Comme dit plus haut, le présent recueil est classé en fonction des quatre saisons, avec une ultime partie « hors saison ». Au sein des quatre parties « traditionnelles » interviennent d’autres subdivisions, les mêmes pour chaque saison (« Passages de la saison », « Inventaire des cieux », « Célébrations du paysage », « Des hommes et des bêtes » et « Le grand herbier »), qui n’apparaissent toutefois que dans la table des matières ; la partie « hors saison » est livrée en bloc.
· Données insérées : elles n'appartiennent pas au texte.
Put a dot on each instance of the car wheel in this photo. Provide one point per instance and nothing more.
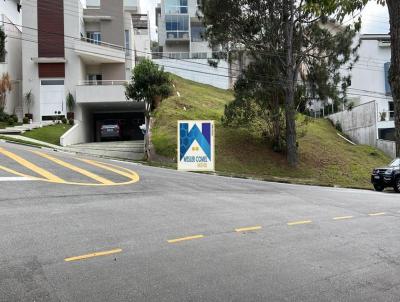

Pour ma part, j’ai préféré, dans le cadre de ce compte rendu, un classement par auteurs – avec les dates de naissance et de mort pour se faire une idée, même vague, du contexte de ces poèmes (il y a aussi les numéros de page, parce que).


C’est parti…


Awano Seiho (1899-1992)


(p. 28)


Dans le secret du cœur


Le printemps me manque –


J’ai vieilli


Fuyuno Niji (1943-2002)


(p. 24)


Bras croisés


Le printemps médite


Sur la vitesse des racines amères


Hara Sekitei (1886-1951)


(p. 122)


Le sommet ?


Chrysanthèmes sauvages


Au souffle du vent vif !


Harako Kôhei (1919-2004)


(p. 85)


Vers le ciel de l’après-guerre –


Le lierre vert


Envahit les branches mortes


Hashimoto Mudô (1903-1974)


(p. 85)


Au village reverdi


Le soldat déclaré mort


Est revenu


Hino Sôjô (1901-1956)


(p. 135)


Je tousse


Donc je suis –


Neige de minuit


Horimoto Gin (né en 1942)


(p. 180)


Au bout de sa langue


Il cache des paysages –


L’étranger


Hoshinaga Fumio (né en 1933)


(p. 111)


Cet automne


Le parc d’attractions


Grouille de nazis


*


(p. 137)


Dans ce kiosque enneigé


La révolution –


On pourrait donc l’acheter ?


*


(p. 183)


Près de la gare


J’ai trinqué


Avec cette époque aveuglante


Kaneko Tôta (né en 1919)


(p. 83)


Respirer ?


C’est aspirer toutes les voix


Des cigales du soir


*


(p. 108)


Un cygne dans le brouillard –


Ou peut-être…


Le brouillard autour d’un cygne


Katô Shûson (1905-1993)


(p. 30)


Comme un bloc


De nuit voilée –


Perdu dans mes pensées


Kumagai Aiko (née en 1923)


(p. 181)


L’ombre du guerrier a disparu


Dans un éclair –


Kurosawa


Ce poème a bien été composé à l’occasion de la mort du fameux réalisateur. « L’ombre du guerrier » renvoie à son film Kagemusha.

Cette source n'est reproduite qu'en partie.